Mark Wilson/Getty Images
Emily Stewart covers business and economics for Vox and writes the newsletter The Big Squeeze, examining the ways ordinary people are being squeezed under capitalism. Before joining Vox, she worked for TheStreet.

The Consumer Financial Protection Bureau, the US government’s top consumer watchdog and top regulatory nemesis of the Trump administration, is disbanding all of its advisory board and councils, an official confirmed Wednesday.

In an email, all the members of the key groups that advise the agency — like the Consumer Advisory Board, the Academic Research Council, the Community Bank Advisory Council, and the Credit Union Advisory Council — were told their services are no longer needed.

New groups will be formed to “ensure streamlined discussions around the Bureau’s policy priorities and needs in a productive manner,” according to the email. Current members aren’t invited to reapply.

The bureau was already scaling back its boards’ efforts. The 25-member Consumer Advisory Board, mandated by Dodd-Frank to “advise and consult” the CFPB, is supposed to convene twice a year. It hasn’t met since Mick Mulvaney, a critic of CFPB, took over the agency last year.

Ruhi Maker, a senior staff attorney at the New York nonprofit law firm Empire Justice Center and a member of the Consumer Advisory Board (CAB), described the bureau’s move as “infuriating” in a phone interview.

“We now have a CFPB which has political advisers who essentially are not interested in protecting American consumers,” she said. “They are interested in serving those people who prey on American consumers and make profits on the backs of American consumers who have the least ability to afford it.”

CFPB spokesperson John Czwartacki said in a statement that the bureau will continue to meet its “statutory obligation” to convene Consumer Advisory Board meetings and engage in “enhanced forms of public outreach and engagement,” including town halls and roundtables, the first of which will take place in Topeka, Kansas, on Friday. He took a swipe at the CAB members who are speaking out, saying they “seem more concerned about protecting their taxpayer funded junkets to Washington, DC and being wined and dined by the bureau than protecting consumers.”

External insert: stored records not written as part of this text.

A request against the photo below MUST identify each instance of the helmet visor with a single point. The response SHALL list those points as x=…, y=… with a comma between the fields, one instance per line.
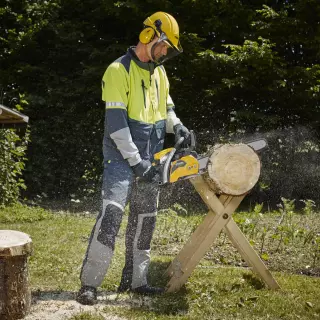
x=159, y=54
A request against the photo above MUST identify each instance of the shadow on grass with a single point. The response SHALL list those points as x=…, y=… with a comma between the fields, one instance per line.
x=254, y=281
x=166, y=304
x=169, y=303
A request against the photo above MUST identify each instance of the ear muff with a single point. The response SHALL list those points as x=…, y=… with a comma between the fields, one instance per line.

Consumer Advisory Board members have been wondering what’s up for a while

On Monday, 11 advisory board members held a press call to voice concerns about being sidelined under Mulvaney. The board sent two letters to Mulvaney in May asking about the cancellation of the group’s required meetings.

Mulvaney, a longtime critic of the CFPB, said there was “no cause for concern” about the meetings being canceled, but then the board was disbanded on Wednesday.

“It’s obviously very concerning to us,” said Ann Baddour, director of the fair financial services project at the public interest justice center Texas Appleseed and chair of the Consumer Advisory Board.

Anthony Welcher, the CFPB’s policy associate director for external affairs, held a conference call with advisory board members on Wednesday announcing the decision. He told members they weren’t invited to reapply to their posts, as the bureau was looking or “new perspectives” for “new dialogues,” according to a recording of the call obtained by Politico.

Baddour said Welcher gave two explanations for why the advisory board was being disbanded — to save money, and because of responses to requests for information sent out by the bureau as part of a broader review process.

Baddour said she doesn’t buy either justification — the advisory board is a very small part of the CFPB’s budget, and Welcher couldn’t point to any request for information responses calling for dissolving the advisory boards. She said he admitted the request period has yet to close.

The Consumer Advisory Board was created to ensure that the bureau would “always hear from diverse experts that were in touch with communities outside of Washington, DC,” and removed from the lobbying industry, Baddour said. And now the ousted members are worried that will be lost.

“In the end, this is not about us as individuals; this is about the bureau and its mission,” she said. “It was created because of a huge financial crisis where American families lost one-third of their wealth.”